Il libro di Paolo Pombeni, storico e professore emerito all’Università di Bologna, intitolato Che cosa resta del ’68, è una veloce ma puntuale riflessione su alcuni dei principali temi posti in essere da una stagione di cui, a distanza di mezzo secolo, si intende fare un bilancio. La “rivoluzione” narrataci dall’autore si manifesta nei più svariati ambiti e tocca le più diverse questioni della vita associata: dalla scuola al mondo del lavoro, dal ruolo della donna ai costumi, dalla Chiesa alla politica. Il principale terreno di scontro su cui avviene la battaglia culturale e ideologica è quello della Scuola, ci spiega fin dall’inizio Pombeni. L’utilizzo della lettera maiuscola sta ad indicare che il bersaglio dei giovani è di carattere istituzionale. L’elemento principale che viene messo in discussione è il principio d’autorità, l’idea che il sapere non debba più esser calato dall’alto, onde evitare di scivolare verso manipolazioni tipiche di sistemi autoritari e paternalistici. Il sapere, vuole la nuova vulgata, deve diventare oggetto di pubblica discussione, come riflesso della diffusa concezione per cui i modelli del passato risulterebbero ormai inservibili per spiegare le novità del presente (p. 20).
Tuttavia, avverte Pombeni, il rischio è che invitare chiunque a esprimere la propria opinione sugli argomenti più disparati finisca per svilire il concetto più genuino di formazione. In questo passaggio molto delicato del libro, l’autore sembra quasi rivolgere una critica ad alcuni fenomeni del tempo presente. Sovente, ad esempio, si assiste impassibili a dibattiti in cui ormai chiunque, pur non possedendo gli strumenti culturali per poter affrontare temi specialistici – su cui gli scienziati sono impegnati da decenni – ha la protervia di risolvere questioni aperte dopo aver frequentato per cinque minuti la rete internet. La delegittimazione del principio d’autorità ha avuto questo terribile effetto: oggi più di ieri il cittadino fatica enormemente a riconoscere una gerarchia delle fonti e forma la propria opinione senza previo “controllo”. “Autorità”, “guida”, “controllo”: sono esattamente questi gli obiettivi polemici della generazione del Sessantotto, che la politica non è stata in grado di riaffermare riappropriandosi del proprio ruolo.

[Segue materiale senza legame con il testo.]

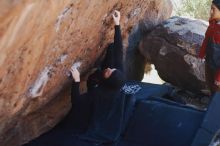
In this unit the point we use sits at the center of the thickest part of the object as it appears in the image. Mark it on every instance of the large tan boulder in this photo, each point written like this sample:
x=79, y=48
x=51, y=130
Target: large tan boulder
x=39, y=41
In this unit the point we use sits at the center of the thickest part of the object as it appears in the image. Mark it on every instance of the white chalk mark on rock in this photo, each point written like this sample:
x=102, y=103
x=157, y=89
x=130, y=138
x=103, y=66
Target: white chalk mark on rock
x=61, y=17
x=38, y=87
x=198, y=66
x=163, y=51
x=76, y=65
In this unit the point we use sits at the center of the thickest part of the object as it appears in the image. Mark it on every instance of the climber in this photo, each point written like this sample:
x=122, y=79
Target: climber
x=104, y=103
x=210, y=49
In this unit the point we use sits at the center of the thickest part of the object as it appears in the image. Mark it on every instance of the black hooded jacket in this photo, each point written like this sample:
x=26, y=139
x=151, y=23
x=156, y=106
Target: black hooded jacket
x=108, y=107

Il ’68 e la delegittimazione delle istituzioni fondamentali
Si potrebbe trattare a lungo della crescente delegittimazione di altre istituzioni fondamentali della società, quale ad esempio il partito politico, divenuto sempre più autoreferenziale e personalistico. Ed effettivamente la disamina di Pombeni corre lungo questa direzione, affrontando il disarcionamento che i tradizionali soggetti deputati alla formazione e all’organizzazione della vita associata subiscono per opera di nuovi fenomeni radicalmente ostili alla conservazione.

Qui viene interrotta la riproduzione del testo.